Sub-stoichiometric titanium oxide (Ti4O7) as a suitable ceramic anode for electrooxidation of organic pollutants: A case study of kinetics, mineralization and toxicity assessment of amoxicillin

- Ti4O7 anode prepared by plasma deposition on titanium (Ti) substrate.
- Degradation and mineralization efficiency increases with increased applied current.
- Better mineralization efficiency with Ti4O7 compared to DSA and Pt anodes.
- Very good oxidation efficiency of Ti4O7 close to that of BDD anode.
- H2O2 enhances degradation but has marginal effect on mineralization of amoxicillin.

Electrochemical degradation of aqueous solutions containing antibiotic amoxicillin (AMX) has been extensively studied in an undivided electrolytic cell using a sub-stoichiometric titanium oxide (Ti4O7) anode, elaborated by plasma deposition.
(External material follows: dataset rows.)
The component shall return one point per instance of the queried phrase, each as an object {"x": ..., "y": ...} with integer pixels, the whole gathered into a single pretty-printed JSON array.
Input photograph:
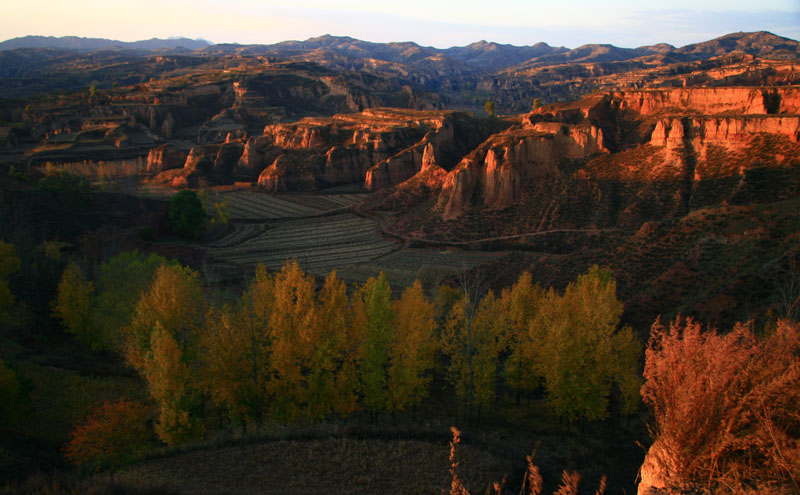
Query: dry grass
[{"x": 331, "y": 465}]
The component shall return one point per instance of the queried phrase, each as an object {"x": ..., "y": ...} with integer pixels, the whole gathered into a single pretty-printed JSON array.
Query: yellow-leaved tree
[
  {"x": 172, "y": 386},
  {"x": 235, "y": 364},
  {"x": 292, "y": 324},
  {"x": 518, "y": 307},
  {"x": 72, "y": 306},
  {"x": 332, "y": 381},
  {"x": 118, "y": 288},
  {"x": 412, "y": 350},
  {"x": 9, "y": 263},
  {"x": 376, "y": 317},
  {"x": 473, "y": 339},
  {"x": 576, "y": 348},
  {"x": 175, "y": 300},
  {"x": 235, "y": 351},
  {"x": 162, "y": 344}
]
Oxidative degradation of AMX by hydroxyl radicals was assessed as a function of applied current and was found to follow pseudo-first order kinetics. The use of carbon-felt cathode enhanced oxidation capacity of the process due to the generation of H2O2. Comparative studies at low current intensity using dimensional stable anode (DSA) and Pt anodes led to the lower mineralization efficiencies compared to Ti4O7 anode: 36 and 41% TOC removal for DSA and Pt respectively compared to 69% for Ti4O7 anode. Besides, the use of boron doped diamond (BDD) anode under similar operating conditions allowed reaching higher mineralization (94%) efficiency. Although Ti4O7 anode provides a lesser mineralization rate compared to BDD, it exhibits better performance compared to the classical anodes Pt and DSA and can constitutes an alternative to BDD anode for a cost effective electro-oxidation process. Moreover several aromatic and aliphatic oxidation reaction intermediates and inorganic end-products were identified and a plausible mineralization pathway of AMX involving these intermediates was proposed.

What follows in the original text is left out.